Indeed, when I look at the content in nano:
"ZINC56683490","C(=N
1cnnc1-c1ccn[nH]1)c1ccccc1",35,"ZINC33332545",40020.0
I wrote twice the file and I got the same error at the same lines. I also try to write the files without quotes and replacing the separator by \t but the problem still occurs at the same position.
Did I miss something or the node is not able to write correctly a csv file?
Thank you in advance.
Nicolas
PS: Knime 3.1.2, Ubuntu 14.04 64bits
I have found a workaround which is a little dangereous but works in my case. It is to allow multi line quoted strings.
Hope this will help.
Nicolas
looks like the csv node is interpreting a part of the the chemical notation of *\n* (where both stars can be anything).
Traditionally \n means newline, so that is not that strange that it is doing that.

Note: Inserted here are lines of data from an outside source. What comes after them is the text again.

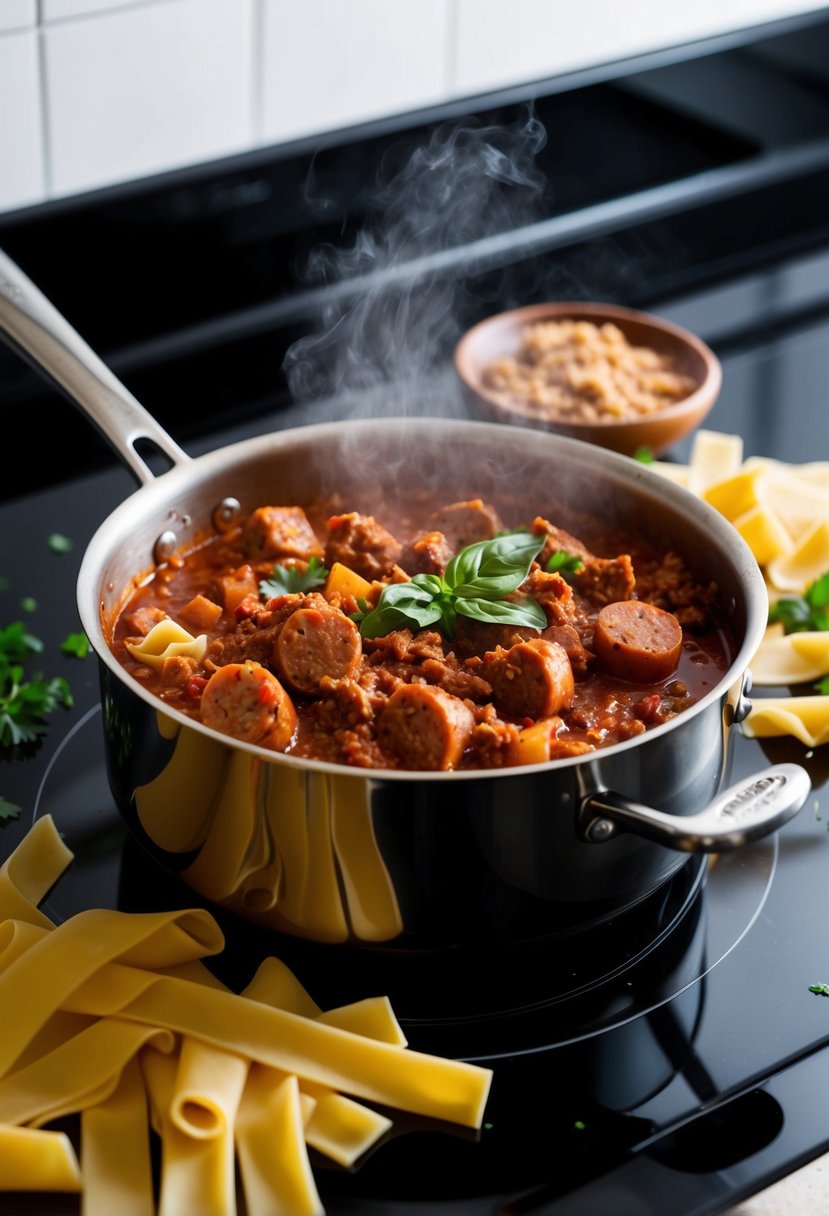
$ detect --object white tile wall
[40,0,146,21]
[0,0,827,210]
[261,0,450,141]
[0,29,45,209]
[41,0,253,193]
[0,0,38,34]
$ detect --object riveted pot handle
[580,764,812,852]
[0,249,190,484]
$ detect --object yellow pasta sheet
[0,817,491,1216]
[653,430,829,747]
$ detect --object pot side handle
[580,764,812,852]
[0,249,190,484]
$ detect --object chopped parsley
[259,557,328,599]
[0,794,22,822]
[0,620,73,748]
[61,634,89,659]
[49,533,74,553]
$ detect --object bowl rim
[452,300,722,435]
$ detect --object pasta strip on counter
[236,1064,323,1216]
[0,1126,83,1192]
[0,817,72,929]
[743,697,829,748]
[80,1055,156,1216]
[141,1049,236,1216]
[0,817,492,1216]
[0,1018,175,1126]
[653,430,829,748]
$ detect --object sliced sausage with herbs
[112,496,732,771]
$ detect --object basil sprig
[354,531,547,638]
[259,557,328,599]
[768,570,829,634]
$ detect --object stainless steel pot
[0,254,810,951]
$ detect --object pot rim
[77,415,768,782]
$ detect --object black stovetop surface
[0,279,829,1216]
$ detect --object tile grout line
[250,0,265,147]
[35,0,55,198]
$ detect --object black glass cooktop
[0,278,829,1216]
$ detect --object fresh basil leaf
[768,596,811,634]
[412,574,450,596]
[444,531,545,598]
[806,570,829,608]
[547,548,585,574]
[360,596,442,637]
[455,598,547,629]
[259,557,328,599]
[377,581,434,608]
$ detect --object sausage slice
[429,499,503,553]
[481,638,575,720]
[378,685,475,770]
[242,507,322,562]
[202,662,297,751]
[273,607,362,693]
[593,599,682,683]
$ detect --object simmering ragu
[112,499,733,771]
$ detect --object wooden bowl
[455,300,722,456]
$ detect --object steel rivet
[153,530,179,564]
[213,499,242,531]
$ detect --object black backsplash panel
[0,8,829,497]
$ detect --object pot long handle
[580,764,812,852]
[0,249,190,483]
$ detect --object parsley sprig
[259,557,328,599]
[353,531,547,638]
[0,620,73,747]
[768,570,829,634]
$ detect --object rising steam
[283,111,548,416]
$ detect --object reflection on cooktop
[27,706,777,1059]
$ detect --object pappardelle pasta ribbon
[0,817,492,1216]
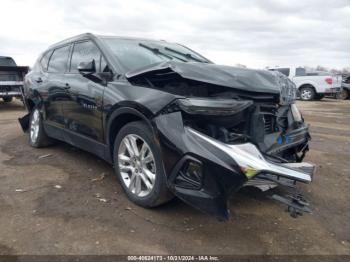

You could try to work around it by replacing \ with its escaped form \\ before exporting, but there you are opening a can of worms.
Allowing multilined quoted strings is not a good solution either becouse the compound was changed by replacing the \n with a newline, so a bond and an atom is missing.
Personally i always stick to sdf for compound data.
You are right, the \n contained in the string could explain this error and I did not think about it. However, in the example above there is no such character.
The problematic pattern seems to be c or n followed by 1 followed by lowercase c or n, but I did not look for every possibility.